The Australian dollar had a rebound from four weeks of losses as inflation data is due to provide clues on the pace of monetary policy tightening.

The Aussie has dropped about 2.7% against the dollar in the past two weeks amid growing expectations of aggressive rate hikes by the Federal Reserve.

Economists expect data on Wednesday to show the annual trimmed mean gauge of consumer prices rose to 3.4% in the first quarter, higher than the central bank’s 2% to 3% inflation target.

Traders may pivot back toward the Aussie with as more clarity comes on when the Reserve Bank of Australia will also start to raise rates. The RBA said last week that accelerating core inflation and a pickup in wages growth have brought forward the likely timing of a hike, with overnight-indexed swaps pricing in an increase of almost 50 basis points by June.

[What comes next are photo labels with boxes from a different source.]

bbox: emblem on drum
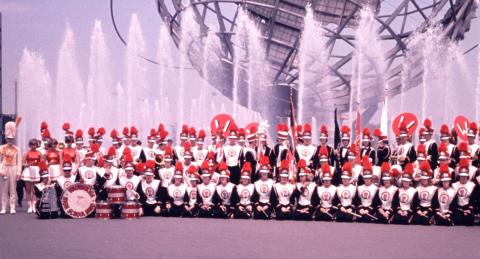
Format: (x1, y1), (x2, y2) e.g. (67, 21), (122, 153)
(242, 190), (250, 199)
(220, 190), (228, 200)
(61, 183), (97, 218)
(145, 187), (155, 197)
(380, 192), (390, 201)
(420, 192), (430, 200)
(458, 187), (467, 198)
(260, 184), (268, 193)
(85, 171), (93, 179)
(322, 192), (332, 201)
(202, 189), (212, 198)
(440, 194), (448, 203)
(362, 191), (370, 199)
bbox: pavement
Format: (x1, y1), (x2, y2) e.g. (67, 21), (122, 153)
(0, 209), (480, 259)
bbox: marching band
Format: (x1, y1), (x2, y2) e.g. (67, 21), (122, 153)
(0, 119), (480, 226)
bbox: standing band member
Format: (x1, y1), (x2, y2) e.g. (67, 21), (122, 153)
(272, 160), (295, 220)
(373, 162), (398, 224)
(232, 162), (255, 219)
(0, 122), (22, 214)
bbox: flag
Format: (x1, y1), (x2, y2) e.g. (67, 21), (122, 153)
(333, 107), (341, 149)
(290, 95), (297, 151)
(355, 108), (362, 165)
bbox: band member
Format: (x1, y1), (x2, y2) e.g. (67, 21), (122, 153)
(232, 162), (255, 219)
(252, 156), (274, 219)
(373, 162), (398, 224)
(165, 168), (188, 217)
(223, 124), (243, 184)
(295, 123), (317, 169)
(184, 165), (200, 217)
(360, 128), (377, 164)
(452, 160), (479, 226)
(395, 122), (417, 168)
(315, 146), (335, 183)
(432, 165), (456, 226)
(158, 147), (175, 204)
(213, 163), (235, 218)
(440, 124), (457, 168)
(142, 128), (157, 161)
(412, 161), (437, 225)
(118, 153), (141, 201)
(21, 139), (42, 213)
(269, 124), (290, 177)
(423, 119), (438, 170)
(198, 165), (215, 218)
(313, 125), (335, 169)
(335, 164), (357, 222)
(294, 160), (317, 220)
(355, 166), (378, 223)
(34, 165), (59, 219)
(137, 160), (161, 216)
(55, 156), (79, 198)
(73, 129), (88, 167)
(467, 122), (479, 167)
(373, 128), (391, 166)
(312, 164), (338, 221)
(193, 129), (208, 165)
(271, 160), (295, 220)
(0, 122), (22, 215)
(392, 163), (418, 224)
(336, 125), (350, 166)
(174, 125), (188, 163)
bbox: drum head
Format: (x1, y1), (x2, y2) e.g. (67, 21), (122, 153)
(62, 183), (96, 218)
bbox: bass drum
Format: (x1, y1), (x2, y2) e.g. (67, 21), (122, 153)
(61, 183), (97, 219)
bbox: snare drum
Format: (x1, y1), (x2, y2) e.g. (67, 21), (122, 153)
(107, 185), (127, 204)
(95, 201), (112, 219)
(121, 201), (140, 219)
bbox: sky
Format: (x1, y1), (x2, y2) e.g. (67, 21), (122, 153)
(0, 0), (480, 140)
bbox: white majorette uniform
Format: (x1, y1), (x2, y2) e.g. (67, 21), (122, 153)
(0, 121), (22, 214)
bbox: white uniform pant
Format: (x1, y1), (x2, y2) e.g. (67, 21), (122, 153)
(0, 166), (17, 210)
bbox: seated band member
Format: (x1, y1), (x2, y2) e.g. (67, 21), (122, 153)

“As uncertainty around the Federal Reserve tightening cycle falls and the Reserve Bank of Australia starts to catch up, the Aussie will start to recover,” said Ashish Agrawal, head of FX & EM macro strategy research at Barclays Bank Plc. He expects the currency to end the year at 76 U.S. cents, with potential for it to hit 80 cents in 2023.

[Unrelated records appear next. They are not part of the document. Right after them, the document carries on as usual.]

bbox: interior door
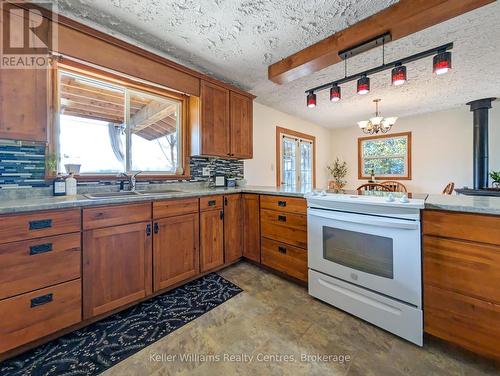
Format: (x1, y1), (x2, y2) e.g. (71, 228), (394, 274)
(201, 81), (231, 157)
(153, 213), (200, 291)
(224, 194), (243, 263)
(230, 91), (253, 159)
(200, 210), (224, 272)
(83, 222), (153, 319)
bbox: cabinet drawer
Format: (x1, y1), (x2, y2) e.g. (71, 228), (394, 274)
(422, 210), (500, 245)
(200, 195), (222, 211)
(0, 232), (81, 299)
(153, 198), (199, 219)
(0, 209), (81, 244)
(424, 286), (500, 359)
(0, 279), (82, 353)
(260, 210), (307, 248)
(261, 238), (307, 281)
(423, 235), (500, 304)
(260, 195), (307, 215)
(83, 202), (151, 230)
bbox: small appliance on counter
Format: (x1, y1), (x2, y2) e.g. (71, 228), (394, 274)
(215, 175), (226, 187)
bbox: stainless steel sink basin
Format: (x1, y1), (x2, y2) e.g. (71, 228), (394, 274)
(138, 189), (182, 196)
(84, 191), (140, 199)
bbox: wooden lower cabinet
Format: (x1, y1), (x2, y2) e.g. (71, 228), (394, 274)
(224, 194), (243, 263)
(153, 212), (200, 291)
(242, 194), (260, 262)
(200, 210), (224, 272)
(83, 222), (153, 319)
(0, 279), (82, 353)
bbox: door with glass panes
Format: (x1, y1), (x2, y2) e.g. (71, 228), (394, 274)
(279, 132), (314, 190)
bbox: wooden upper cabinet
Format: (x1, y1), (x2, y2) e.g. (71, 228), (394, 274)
(229, 91), (253, 159)
(189, 81), (253, 159)
(242, 194), (260, 262)
(83, 222), (153, 319)
(224, 194), (243, 263)
(153, 212), (200, 291)
(0, 8), (49, 142)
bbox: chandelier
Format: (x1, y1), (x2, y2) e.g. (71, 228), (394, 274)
(358, 99), (398, 134)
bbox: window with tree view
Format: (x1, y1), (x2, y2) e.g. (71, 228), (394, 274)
(358, 132), (411, 179)
(58, 70), (183, 175)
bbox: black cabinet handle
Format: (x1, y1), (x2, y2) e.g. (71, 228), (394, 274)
(30, 219), (52, 231)
(30, 243), (52, 256)
(31, 294), (54, 308)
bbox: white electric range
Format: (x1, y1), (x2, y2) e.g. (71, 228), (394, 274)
(306, 192), (424, 346)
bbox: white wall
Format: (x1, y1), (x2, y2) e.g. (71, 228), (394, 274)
(245, 102), (331, 188)
(330, 102), (500, 193)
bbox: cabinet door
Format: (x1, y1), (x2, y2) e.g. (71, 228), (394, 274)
(224, 194), (243, 263)
(201, 81), (231, 157)
(242, 194), (260, 262)
(230, 92), (253, 159)
(200, 210), (224, 272)
(0, 8), (48, 142)
(153, 213), (200, 291)
(83, 222), (153, 319)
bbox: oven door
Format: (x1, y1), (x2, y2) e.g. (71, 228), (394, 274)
(307, 208), (422, 307)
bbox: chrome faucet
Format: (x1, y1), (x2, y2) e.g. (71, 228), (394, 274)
(117, 171), (142, 192)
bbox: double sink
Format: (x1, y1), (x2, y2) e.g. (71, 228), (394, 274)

The Australian dollar is projected to reach 76 U.S. cents by the fourth quarter of this year, according to median estimates compiled. It traded around 71.35 cents on Monday, having fallen 0.1% this year, the smallest decline against the greenback among Group-of-10 currencies.

Earlier this month, Governor Philip Lowe signaled inflation will be a key reading, suggesting the central bank’s June meeting is now in play.

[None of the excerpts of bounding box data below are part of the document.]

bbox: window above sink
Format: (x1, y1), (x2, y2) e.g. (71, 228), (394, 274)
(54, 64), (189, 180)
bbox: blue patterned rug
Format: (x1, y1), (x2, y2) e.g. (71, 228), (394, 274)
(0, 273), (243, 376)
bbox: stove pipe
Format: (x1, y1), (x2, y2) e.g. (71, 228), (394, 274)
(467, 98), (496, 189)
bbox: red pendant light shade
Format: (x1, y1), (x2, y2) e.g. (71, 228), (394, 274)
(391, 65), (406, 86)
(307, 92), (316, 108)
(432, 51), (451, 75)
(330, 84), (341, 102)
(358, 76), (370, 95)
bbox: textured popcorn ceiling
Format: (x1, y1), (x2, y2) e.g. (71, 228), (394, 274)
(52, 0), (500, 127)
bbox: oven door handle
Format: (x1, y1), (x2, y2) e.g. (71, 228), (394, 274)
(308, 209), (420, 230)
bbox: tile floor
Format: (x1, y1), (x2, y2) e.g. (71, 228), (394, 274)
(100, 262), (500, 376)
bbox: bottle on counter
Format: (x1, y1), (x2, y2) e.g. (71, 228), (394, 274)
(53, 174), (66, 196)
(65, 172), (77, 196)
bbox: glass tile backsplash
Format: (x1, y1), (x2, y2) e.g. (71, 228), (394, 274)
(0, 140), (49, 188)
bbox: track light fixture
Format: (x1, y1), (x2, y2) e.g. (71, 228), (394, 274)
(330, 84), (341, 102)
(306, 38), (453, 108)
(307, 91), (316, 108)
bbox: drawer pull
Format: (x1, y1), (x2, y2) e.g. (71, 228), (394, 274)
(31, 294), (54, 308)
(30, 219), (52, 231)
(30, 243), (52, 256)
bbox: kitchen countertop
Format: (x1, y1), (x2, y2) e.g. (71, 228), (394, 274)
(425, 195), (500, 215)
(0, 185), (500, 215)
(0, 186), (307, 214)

Bill Evans, an influential economist at Westpac Banking Corp., said last week he expects the RBA to adopt a clear tightening bias at its May meeting before making a 40 basis points hike in June. The cash rate is currently 0.1% and most economists expect the first hike in June will be 15 basis points, taking the benchmark to 0.25%.    

Evans sees the currency trading between 73 to 77 cents, ending the year at around 75 cents, with support from strong commodity prices.

The risk of more lockdowns in China could hurt Australia. A slower growth backdrop there would reduce demand for Australian commodity exports, capping gains in the currency.